I'm given the question
$\int g(x) * g'(x) dx $
The integral evaluates to
$1/2[g(x)]^2 + C$
but I have absolutely no idea how to arrive at that conclusion.

My first thought was that the $g(x)*g'(x)$ looked somewhat similar to the product rule, and that I could somehow use that with the fundamental theorem of calculus to arrive at the answer, but I had no luck. I see multiple questions like this in my calc textbook and I never really know how to approach them.

Answer 1

It is simply a matter of integration by parts.

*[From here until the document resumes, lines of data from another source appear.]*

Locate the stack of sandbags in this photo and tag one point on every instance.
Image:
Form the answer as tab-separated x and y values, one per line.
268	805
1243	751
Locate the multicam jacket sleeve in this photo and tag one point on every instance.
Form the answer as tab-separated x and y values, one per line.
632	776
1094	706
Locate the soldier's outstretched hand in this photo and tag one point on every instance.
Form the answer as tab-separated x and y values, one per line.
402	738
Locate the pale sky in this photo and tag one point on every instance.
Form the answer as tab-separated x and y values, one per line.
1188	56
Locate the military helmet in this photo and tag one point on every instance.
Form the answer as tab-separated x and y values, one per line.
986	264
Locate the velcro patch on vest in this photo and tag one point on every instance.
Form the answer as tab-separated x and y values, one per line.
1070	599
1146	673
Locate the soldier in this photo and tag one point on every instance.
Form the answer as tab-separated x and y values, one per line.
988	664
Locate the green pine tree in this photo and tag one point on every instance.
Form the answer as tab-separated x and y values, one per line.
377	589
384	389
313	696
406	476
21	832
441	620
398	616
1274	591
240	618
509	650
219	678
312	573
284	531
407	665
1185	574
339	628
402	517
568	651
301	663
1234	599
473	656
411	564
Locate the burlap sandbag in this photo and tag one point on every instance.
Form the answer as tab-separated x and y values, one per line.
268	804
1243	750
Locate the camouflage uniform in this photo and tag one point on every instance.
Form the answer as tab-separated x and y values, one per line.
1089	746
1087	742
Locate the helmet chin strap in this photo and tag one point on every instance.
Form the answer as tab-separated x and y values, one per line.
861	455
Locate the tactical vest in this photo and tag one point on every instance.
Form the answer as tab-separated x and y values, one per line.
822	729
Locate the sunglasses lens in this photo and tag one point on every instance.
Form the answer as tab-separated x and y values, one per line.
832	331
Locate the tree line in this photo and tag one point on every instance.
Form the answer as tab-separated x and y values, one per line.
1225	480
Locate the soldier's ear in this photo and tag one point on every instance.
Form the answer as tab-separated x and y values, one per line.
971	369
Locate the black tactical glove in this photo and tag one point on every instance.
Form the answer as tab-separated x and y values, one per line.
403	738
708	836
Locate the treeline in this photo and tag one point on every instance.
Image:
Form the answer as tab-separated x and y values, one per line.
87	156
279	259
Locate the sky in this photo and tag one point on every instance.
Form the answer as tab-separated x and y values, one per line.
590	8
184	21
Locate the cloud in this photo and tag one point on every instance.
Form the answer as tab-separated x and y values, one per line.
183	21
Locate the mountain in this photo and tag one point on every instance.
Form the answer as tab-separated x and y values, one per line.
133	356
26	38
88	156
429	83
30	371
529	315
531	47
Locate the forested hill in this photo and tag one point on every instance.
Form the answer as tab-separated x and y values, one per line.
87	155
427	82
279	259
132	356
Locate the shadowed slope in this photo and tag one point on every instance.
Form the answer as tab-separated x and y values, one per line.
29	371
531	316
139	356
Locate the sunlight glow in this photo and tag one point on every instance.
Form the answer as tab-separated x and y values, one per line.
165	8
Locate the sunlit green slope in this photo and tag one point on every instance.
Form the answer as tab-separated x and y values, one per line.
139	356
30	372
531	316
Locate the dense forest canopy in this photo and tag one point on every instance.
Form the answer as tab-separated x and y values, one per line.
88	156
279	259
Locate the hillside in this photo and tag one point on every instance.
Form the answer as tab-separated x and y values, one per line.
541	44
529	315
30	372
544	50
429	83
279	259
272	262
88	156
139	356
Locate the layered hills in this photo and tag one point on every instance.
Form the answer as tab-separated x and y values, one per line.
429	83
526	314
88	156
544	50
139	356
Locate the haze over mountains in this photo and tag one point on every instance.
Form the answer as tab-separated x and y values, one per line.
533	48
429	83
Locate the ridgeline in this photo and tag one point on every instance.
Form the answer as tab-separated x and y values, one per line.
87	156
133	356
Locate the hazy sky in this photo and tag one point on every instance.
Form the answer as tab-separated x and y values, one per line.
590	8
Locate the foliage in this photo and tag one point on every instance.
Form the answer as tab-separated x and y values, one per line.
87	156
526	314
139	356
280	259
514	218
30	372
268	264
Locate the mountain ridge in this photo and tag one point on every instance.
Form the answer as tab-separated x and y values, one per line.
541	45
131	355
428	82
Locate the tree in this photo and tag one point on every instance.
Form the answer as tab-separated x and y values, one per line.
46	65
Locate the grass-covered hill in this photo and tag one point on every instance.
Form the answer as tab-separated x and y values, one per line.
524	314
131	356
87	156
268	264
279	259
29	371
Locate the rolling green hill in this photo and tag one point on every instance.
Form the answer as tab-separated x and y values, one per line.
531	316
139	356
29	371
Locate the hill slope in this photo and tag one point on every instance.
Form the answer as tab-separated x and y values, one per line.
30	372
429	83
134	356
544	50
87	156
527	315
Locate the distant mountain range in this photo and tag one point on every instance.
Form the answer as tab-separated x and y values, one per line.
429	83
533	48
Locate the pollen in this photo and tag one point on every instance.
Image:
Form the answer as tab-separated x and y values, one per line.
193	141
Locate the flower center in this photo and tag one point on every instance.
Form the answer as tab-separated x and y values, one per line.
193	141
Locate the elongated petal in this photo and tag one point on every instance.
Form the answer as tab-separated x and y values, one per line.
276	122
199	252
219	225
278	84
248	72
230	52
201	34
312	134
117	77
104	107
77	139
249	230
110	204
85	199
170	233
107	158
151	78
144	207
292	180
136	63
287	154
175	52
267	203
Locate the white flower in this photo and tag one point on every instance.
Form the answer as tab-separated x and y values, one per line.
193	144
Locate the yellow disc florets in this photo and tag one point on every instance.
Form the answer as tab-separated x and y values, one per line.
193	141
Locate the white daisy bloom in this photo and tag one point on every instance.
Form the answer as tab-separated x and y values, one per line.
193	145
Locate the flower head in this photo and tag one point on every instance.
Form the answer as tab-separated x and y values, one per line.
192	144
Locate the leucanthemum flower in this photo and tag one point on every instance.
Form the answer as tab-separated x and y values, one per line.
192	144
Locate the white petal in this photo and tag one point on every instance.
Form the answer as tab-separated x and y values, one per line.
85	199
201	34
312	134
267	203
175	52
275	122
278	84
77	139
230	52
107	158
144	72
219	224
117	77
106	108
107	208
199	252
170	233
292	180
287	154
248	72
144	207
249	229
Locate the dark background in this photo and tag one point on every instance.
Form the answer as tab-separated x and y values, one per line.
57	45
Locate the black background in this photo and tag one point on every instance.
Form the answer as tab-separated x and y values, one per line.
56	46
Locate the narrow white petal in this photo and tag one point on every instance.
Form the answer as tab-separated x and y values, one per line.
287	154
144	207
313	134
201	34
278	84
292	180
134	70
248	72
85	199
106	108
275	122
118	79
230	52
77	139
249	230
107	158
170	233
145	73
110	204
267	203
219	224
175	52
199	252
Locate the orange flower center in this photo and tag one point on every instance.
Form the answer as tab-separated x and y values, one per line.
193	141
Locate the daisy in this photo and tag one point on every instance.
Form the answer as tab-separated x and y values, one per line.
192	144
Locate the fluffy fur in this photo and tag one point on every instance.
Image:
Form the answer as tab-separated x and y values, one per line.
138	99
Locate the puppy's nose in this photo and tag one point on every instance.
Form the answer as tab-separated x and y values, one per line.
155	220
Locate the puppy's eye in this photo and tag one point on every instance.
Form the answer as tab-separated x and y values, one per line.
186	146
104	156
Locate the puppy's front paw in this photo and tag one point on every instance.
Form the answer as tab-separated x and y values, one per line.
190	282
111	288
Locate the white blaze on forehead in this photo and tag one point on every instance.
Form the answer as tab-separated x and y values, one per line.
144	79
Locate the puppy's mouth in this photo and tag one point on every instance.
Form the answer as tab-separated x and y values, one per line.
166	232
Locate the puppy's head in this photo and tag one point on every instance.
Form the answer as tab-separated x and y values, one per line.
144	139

Our integral is as such: $$ \displaystyle\int g(x) \cdot g'(x) $$ We can rename this, and then use integration by parts, like so ($u(x)$ and $v(x)$ both represent $g(x)$): $$ \begin{align} & \displaystyle\int g(x) \cdot g'(x) \\ = & \displaystyle\int u(x) \cdot v'(x) \\ = & u(x)v(x) - \displaystyle\int u'(x) \cdot v(x) \end{align} $$ Now rearranging: $$ \displaystyle\int g(x) \cdot g'(x) = u(x)v(x) - \displaystyle\int u'(x) \cdot v(x) \\ 2\cdot\displaystyle\int g(x) \cdot g'(x) = u(x)v(x) \\ \displaystyle\int g(x) \cdot g'(x) = \frac{u(x)v(x)}{2} $$ Substituting in for $u(x)$ and $v(x)$: $$ \begin{align} &\displaystyle\int g(x) \cdot g'(x) = \frac{g(x)g(x)}{2} \\ =& \boxed{\displaystyle\int g(x) \cdot g'(x) = \frac{g(x)^2}{2}} \end{align} $$

Answer 2

You can use the product rule: $\int uv'dx = uv - \int u'vdx$, so we let $u = g(x), v' = g'(x)$ then $u' = g'(x), v = g(x)$

Then $\int g(x)g'(x) dx = g(x)g(x) - \int g'(x)g(x) dx \rightarrow 2 \int g(x)g'(x) dx = g(x)g(x) + C \rightarrow \int g(x)g'(x) dx = \frac{(g(x))^2}{2} + C_1$